| name | keep-it-simple |
| description | Use when implementing a feature or fix and tempted to add abstraction, configuration, options, or flexibility beyond what was actually asked for. Makes the agent write the minimum code that solves the real problem, instead of speculative complexity built for imagined future needs. |
Keep It Simple
Write the minimum code that solves the actual problem. Speculative complexity is a cost you pay now for a future that usually never arrives.
Defaults
- Don't build for requirements you don't have. No config options, plugin systems, or "flexibility" nobody asked for. Solve today's problem; generalize later if a second case actually shows up.
- No abstraction for single use. Don't extract an interface, a base class, or a factory for something used once. Two concrete cases earn an abstraction; one does not.
- Don't handle impossible cases. Validate real inputs; don't write error handling for states that can't occur in this code path.
- Prefer the boring solution. A plain function beats a clever pattern when both work. Clever is a tax every future reader pays.
The test
Before adding a layer, ask:
Would a senior engineer look at this and say it's overcomplicated?
If yes, delete the cleverness and write the direct version.
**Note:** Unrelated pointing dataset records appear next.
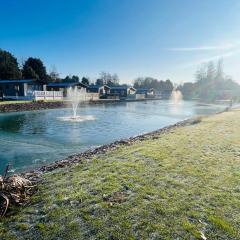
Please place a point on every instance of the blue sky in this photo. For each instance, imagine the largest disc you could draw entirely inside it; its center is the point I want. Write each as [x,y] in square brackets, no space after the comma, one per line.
[159,38]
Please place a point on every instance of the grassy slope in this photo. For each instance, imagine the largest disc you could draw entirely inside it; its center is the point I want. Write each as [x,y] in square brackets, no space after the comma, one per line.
[174,187]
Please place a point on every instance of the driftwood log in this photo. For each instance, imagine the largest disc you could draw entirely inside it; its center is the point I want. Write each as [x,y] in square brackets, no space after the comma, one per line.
[14,190]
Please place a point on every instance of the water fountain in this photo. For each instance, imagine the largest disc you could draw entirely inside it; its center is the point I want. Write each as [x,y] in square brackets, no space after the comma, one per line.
[75,96]
[176,96]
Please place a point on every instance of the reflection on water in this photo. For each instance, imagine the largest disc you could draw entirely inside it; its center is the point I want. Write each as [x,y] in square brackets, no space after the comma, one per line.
[30,139]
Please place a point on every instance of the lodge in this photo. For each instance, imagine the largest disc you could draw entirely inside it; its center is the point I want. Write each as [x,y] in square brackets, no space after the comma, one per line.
[20,89]
[31,89]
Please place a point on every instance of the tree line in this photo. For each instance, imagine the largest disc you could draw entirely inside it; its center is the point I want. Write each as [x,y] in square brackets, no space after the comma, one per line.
[149,82]
[211,84]
[34,68]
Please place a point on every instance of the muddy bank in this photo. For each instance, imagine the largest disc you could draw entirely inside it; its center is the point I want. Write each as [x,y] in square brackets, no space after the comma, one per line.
[35,175]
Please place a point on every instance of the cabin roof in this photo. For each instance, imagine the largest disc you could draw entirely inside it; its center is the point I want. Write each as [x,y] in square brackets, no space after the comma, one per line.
[66,84]
[121,88]
[97,86]
[20,81]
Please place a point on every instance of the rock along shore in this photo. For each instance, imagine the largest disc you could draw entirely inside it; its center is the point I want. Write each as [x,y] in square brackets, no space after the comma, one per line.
[35,175]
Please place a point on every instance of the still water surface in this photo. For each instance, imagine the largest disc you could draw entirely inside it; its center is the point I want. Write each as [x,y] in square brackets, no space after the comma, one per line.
[32,139]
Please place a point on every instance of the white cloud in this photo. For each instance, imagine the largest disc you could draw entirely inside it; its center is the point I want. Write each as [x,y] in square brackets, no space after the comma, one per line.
[212,58]
[204,48]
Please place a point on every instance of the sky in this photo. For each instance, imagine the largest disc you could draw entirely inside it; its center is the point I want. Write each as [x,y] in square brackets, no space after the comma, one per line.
[165,39]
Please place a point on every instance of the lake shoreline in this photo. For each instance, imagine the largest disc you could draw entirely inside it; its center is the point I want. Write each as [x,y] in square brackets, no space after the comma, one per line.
[35,174]
[170,182]
[41,105]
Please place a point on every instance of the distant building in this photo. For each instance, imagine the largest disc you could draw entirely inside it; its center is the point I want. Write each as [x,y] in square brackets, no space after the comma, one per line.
[20,89]
[122,92]
[64,86]
[100,89]
[144,93]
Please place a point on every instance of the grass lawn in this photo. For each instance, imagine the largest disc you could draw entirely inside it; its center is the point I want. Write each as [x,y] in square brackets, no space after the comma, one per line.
[183,185]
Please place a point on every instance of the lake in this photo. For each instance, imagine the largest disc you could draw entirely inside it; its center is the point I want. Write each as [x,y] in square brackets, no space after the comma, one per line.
[31,139]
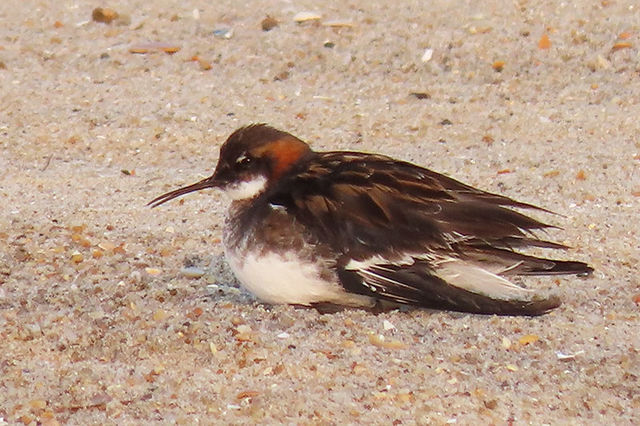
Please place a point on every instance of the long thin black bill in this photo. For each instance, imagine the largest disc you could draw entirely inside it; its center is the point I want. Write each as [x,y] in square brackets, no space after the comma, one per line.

When complexity IS warranted
Real, present requirements justify real structure — genuine duplication, a known second use case, an actual extensibility need someone asked for. The rule isn't "never abstract." It's "don't abstract speculatively." Earn each layer with a concrete reason.
Why this matters
Every speculative abstraction is code to read, test, debug, and maintain — in exchange for flexibility you may never use. The simplest version that works is almost always the right one, and it's far easier to add structure later than to remove it.